"O realm more wide, from clime to clime,
Than ever Cæsar sway'd;
O conquests in that world of time
My grand desire survey'd!"—
Blood-red upon his loathing eyes
Now glares the gaoler's torch:
"Come forth, the day is in the skies,
The Death-cart at the porch!"
Pass on!—to thee the Parcæ give
The fairest lot of all;—
In golden poet-dreams to live,
And ere they fade—to fall!
The shrine that longest guards a Name
Is oft an early tomb;
The Poem most secure of fame
Is—some wrong'd poet's doom!
The Parcæ.—Leaf the Fourth.
MARY STUART AND HER MOURNER.
"Mary Stuart perished at the age of forty-four years and two months.
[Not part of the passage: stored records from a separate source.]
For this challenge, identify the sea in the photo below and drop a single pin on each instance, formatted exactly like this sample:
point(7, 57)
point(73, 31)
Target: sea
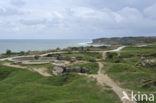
point(33, 45)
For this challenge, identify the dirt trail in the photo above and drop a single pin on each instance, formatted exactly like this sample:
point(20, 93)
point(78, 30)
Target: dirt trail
point(106, 80)
point(41, 71)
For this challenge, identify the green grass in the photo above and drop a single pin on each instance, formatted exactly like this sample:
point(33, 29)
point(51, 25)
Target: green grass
point(22, 86)
point(88, 56)
point(138, 51)
point(93, 67)
point(127, 74)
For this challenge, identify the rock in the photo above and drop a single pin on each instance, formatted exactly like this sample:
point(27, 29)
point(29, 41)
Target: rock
point(36, 57)
point(58, 70)
point(79, 58)
point(84, 70)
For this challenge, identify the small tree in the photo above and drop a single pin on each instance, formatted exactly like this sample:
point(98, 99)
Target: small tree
point(8, 52)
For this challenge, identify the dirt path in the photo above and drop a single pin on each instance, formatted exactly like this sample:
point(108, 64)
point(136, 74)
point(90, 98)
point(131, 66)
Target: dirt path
point(106, 80)
point(41, 71)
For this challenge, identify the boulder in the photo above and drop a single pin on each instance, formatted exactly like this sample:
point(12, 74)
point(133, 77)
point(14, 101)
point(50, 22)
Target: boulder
point(58, 70)
point(84, 70)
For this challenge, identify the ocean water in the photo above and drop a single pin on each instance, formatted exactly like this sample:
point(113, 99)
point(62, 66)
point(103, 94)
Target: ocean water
point(26, 45)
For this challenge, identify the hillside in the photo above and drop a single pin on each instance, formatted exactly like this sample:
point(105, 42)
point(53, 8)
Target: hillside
point(125, 40)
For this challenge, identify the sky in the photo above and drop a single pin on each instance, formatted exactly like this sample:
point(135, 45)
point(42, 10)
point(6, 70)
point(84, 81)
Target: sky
point(76, 19)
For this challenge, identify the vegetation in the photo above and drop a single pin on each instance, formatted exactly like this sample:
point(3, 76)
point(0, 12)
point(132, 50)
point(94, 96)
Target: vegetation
point(130, 75)
point(22, 86)
point(88, 56)
point(125, 40)
point(93, 67)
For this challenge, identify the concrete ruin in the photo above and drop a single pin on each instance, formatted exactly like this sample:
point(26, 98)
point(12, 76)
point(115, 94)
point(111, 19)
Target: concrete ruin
point(58, 70)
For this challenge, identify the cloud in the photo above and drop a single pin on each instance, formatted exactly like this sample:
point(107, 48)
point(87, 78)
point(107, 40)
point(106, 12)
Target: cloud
point(78, 18)
point(17, 3)
point(9, 12)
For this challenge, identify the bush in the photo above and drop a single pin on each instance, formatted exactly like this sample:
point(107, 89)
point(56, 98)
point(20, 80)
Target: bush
point(8, 52)
point(111, 55)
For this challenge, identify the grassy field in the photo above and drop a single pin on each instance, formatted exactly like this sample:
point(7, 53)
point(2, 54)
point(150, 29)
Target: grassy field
point(123, 68)
point(22, 86)
point(93, 67)
point(88, 56)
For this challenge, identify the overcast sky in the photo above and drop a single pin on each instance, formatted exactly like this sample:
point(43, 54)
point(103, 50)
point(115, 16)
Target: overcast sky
point(76, 19)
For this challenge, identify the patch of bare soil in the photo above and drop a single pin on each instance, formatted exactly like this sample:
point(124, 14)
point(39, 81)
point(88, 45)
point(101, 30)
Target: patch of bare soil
point(41, 71)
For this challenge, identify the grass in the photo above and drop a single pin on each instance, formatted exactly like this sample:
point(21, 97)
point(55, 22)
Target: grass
point(127, 74)
point(22, 86)
point(88, 56)
point(93, 67)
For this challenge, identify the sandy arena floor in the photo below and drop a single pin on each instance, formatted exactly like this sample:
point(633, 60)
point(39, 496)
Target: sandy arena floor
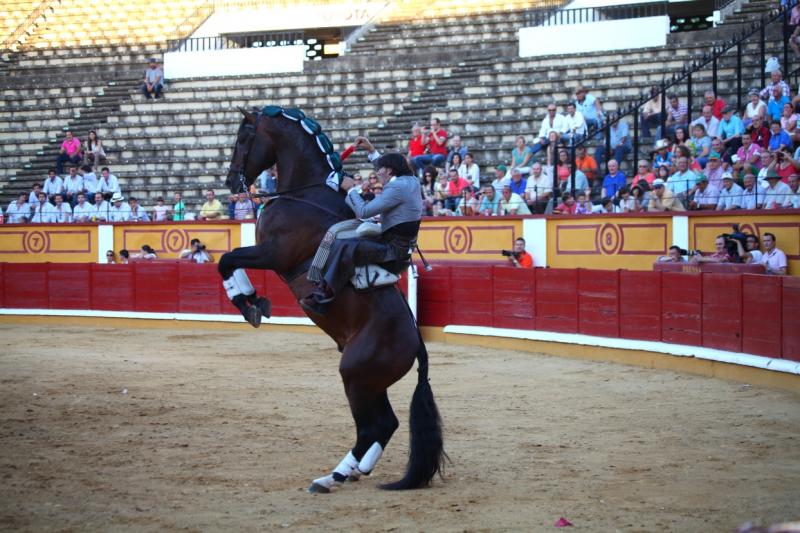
point(224, 429)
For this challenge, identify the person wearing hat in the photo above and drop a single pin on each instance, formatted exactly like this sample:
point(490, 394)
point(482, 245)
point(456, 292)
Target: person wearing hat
point(400, 209)
point(706, 195)
point(119, 211)
point(730, 196)
point(663, 199)
point(776, 193)
point(153, 82)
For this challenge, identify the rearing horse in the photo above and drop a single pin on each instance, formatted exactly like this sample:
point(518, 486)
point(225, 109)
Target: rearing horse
point(375, 331)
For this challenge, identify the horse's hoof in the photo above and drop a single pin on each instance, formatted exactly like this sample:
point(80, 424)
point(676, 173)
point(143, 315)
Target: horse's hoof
point(265, 306)
point(253, 316)
point(316, 488)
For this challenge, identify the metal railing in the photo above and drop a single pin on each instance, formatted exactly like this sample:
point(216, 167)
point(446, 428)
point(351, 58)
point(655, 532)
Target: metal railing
point(559, 17)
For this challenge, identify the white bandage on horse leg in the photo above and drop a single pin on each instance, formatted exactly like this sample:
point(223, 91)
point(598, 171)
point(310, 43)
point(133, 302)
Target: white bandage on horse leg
point(370, 458)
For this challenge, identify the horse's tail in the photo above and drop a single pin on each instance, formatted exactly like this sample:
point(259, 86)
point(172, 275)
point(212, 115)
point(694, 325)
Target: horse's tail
point(426, 456)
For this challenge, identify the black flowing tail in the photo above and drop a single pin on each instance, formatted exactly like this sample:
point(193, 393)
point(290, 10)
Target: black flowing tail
point(426, 454)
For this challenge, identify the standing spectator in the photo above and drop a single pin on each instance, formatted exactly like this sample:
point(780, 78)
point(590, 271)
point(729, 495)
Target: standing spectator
point(755, 108)
point(717, 104)
point(153, 82)
point(614, 180)
point(620, 142)
point(663, 199)
point(18, 211)
point(706, 196)
point(53, 185)
point(709, 122)
point(93, 149)
point(753, 196)
point(43, 212)
point(101, 208)
point(554, 121)
point(160, 210)
point(73, 184)
point(109, 184)
point(651, 112)
point(70, 151)
point(83, 210)
point(589, 107)
point(62, 213)
point(212, 208)
point(773, 259)
point(138, 213)
point(521, 157)
point(119, 211)
point(730, 196)
point(469, 171)
point(576, 125)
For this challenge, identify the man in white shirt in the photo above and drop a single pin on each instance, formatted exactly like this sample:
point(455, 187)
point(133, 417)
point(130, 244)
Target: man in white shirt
point(62, 212)
point(83, 210)
point(18, 211)
point(730, 197)
point(554, 121)
point(119, 211)
point(44, 212)
point(774, 260)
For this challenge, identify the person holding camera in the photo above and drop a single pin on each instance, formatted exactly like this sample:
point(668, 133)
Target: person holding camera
point(197, 253)
point(518, 257)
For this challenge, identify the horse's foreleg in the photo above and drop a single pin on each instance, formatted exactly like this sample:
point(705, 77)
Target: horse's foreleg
point(238, 286)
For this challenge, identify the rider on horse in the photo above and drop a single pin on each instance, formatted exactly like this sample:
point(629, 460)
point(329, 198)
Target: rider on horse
point(400, 209)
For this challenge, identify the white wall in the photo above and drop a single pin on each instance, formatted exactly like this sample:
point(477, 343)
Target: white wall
point(233, 62)
point(593, 36)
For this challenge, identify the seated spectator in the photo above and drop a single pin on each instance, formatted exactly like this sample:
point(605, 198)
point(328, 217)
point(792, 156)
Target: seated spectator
point(108, 183)
point(519, 258)
point(700, 144)
point(83, 210)
point(717, 104)
point(160, 210)
point(730, 196)
point(18, 211)
point(651, 113)
point(147, 253)
point(706, 195)
point(521, 157)
point(511, 203)
point(73, 184)
point(709, 122)
point(93, 150)
point(153, 82)
point(119, 211)
point(197, 253)
point(52, 185)
point(62, 212)
point(102, 209)
point(614, 180)
point(620, 142)
point(489, 201)
point(138, 214)
point(663, 199)
point(777, 191)
point(70, 151)
point(43, 211)
point(212, 208)
point(553, 122)
point(469, 171)
point(773, 259)
point(589, 107)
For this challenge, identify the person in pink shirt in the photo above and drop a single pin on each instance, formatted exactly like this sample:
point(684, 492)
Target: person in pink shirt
point(70, 151)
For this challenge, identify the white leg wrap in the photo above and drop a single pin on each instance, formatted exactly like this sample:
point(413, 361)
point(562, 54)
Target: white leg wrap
point(370, 458)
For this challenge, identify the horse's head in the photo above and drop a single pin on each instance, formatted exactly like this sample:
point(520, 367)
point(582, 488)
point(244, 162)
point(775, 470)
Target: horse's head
point(252, 154)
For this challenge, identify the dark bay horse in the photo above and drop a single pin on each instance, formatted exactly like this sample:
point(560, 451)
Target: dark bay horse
point(375, 331)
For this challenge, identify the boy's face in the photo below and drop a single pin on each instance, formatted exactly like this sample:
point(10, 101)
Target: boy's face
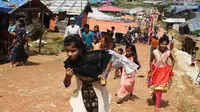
point(95, 40)
point(129, 53)
point(86, 29)
point(163, 45)
point(118, 51)
point(72, 52)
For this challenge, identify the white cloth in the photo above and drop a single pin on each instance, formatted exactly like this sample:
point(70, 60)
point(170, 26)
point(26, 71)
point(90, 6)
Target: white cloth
point(114, 35)
point(72, 30)
point(102, 94)
point(121, 61)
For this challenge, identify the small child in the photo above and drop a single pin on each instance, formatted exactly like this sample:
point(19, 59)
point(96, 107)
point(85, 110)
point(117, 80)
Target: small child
point(194, 55)
point(118, 71)
point(95, 44)
point(172, 43)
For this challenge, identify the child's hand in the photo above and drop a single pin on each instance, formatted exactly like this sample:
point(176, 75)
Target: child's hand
point(103, 80)
point(69, 72)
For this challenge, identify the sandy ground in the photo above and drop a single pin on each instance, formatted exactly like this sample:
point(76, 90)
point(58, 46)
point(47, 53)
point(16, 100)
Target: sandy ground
point(37, 87)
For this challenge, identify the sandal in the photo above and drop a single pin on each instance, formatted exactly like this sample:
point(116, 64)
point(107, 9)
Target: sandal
point(120, 101)
point(154, 98)
point(157, 110)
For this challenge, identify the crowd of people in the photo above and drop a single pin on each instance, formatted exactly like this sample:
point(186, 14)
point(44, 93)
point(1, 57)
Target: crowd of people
point(91, 46)
point(91, 57)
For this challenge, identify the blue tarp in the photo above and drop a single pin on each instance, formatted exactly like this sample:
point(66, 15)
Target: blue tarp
point(180, 8)
point(193, 24)
point(4, 5)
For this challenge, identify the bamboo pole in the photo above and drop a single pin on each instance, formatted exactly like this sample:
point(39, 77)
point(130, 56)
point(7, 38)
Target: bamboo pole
point(41, 31)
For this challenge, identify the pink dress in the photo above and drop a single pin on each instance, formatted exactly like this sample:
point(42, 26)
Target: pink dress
point(126, 84)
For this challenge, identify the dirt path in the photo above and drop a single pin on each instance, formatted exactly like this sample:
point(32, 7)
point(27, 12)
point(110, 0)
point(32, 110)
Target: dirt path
point(38, 87)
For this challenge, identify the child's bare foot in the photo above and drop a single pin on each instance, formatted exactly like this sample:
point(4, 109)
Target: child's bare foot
point(157, 109)
point(103, 80)
point(119, 101)
point(24, 63)
point(13, 65)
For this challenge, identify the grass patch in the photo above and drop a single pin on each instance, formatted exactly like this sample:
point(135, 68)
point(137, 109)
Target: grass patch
point(54, 44)
point(196, 32)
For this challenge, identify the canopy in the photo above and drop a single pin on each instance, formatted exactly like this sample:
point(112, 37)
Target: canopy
point(175, 20)
point(119, 26)
point(93, 2)
point(97, 15)
point(110, 9)
point(10, 6)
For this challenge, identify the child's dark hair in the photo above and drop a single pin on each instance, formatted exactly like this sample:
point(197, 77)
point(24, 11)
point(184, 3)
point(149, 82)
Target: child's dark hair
point(196, 48)
point(162, 39)
point(87, 26)
point(95, 37)
point(135, 58)
point(121, 50)
point(76, 41)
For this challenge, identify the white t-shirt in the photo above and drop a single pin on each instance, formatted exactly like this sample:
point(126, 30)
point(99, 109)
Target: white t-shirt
point(72, 30)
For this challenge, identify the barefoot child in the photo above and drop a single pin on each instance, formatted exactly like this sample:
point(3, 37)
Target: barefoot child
point(89, 69)
point(118, 71)
point(95, 44)
point(160, 71)
point(127, 80)
point(90, 95)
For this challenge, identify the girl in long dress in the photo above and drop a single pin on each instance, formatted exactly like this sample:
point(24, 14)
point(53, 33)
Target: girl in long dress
point(160, 71)
point(127, 80)
point(91, 69)
point(17, 51)
point(90, 95)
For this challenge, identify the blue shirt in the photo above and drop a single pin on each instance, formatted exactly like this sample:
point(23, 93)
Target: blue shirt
point(88, 37)
point(12, 28)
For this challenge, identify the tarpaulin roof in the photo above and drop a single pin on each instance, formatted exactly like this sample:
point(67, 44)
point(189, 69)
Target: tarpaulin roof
point(10, 6)
point(72, 7)
point(180, 8)
point(97, 15)
point(193, 24)
point(119, 26)
point(110, 9)
point(175, 20)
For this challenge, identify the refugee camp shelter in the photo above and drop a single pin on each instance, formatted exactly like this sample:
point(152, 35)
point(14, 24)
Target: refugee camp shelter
point(69, 8)
point(110, 10)
point(181, 11)
point(190, 26)
point(174, 22)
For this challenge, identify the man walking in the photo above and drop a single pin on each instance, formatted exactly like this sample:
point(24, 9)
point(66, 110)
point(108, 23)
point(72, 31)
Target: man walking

Her remains were taken from her weeping servants, and a green cloth, torn in haste from an old billiard table, was flung over her once beautiful form. Thus it remained unwatched and unattended, except by a poor little lap-dog, which could not be induced to quit the body of its mistress. This faithful little animal was found dead two days afterwards; and the circumstance made such an impression even on the hard-hearted minister of Elizabeth, that it was mentioned in the official despatches."
Mrs. Jamieson's Female Sovereigns—Mary Queen of Scots.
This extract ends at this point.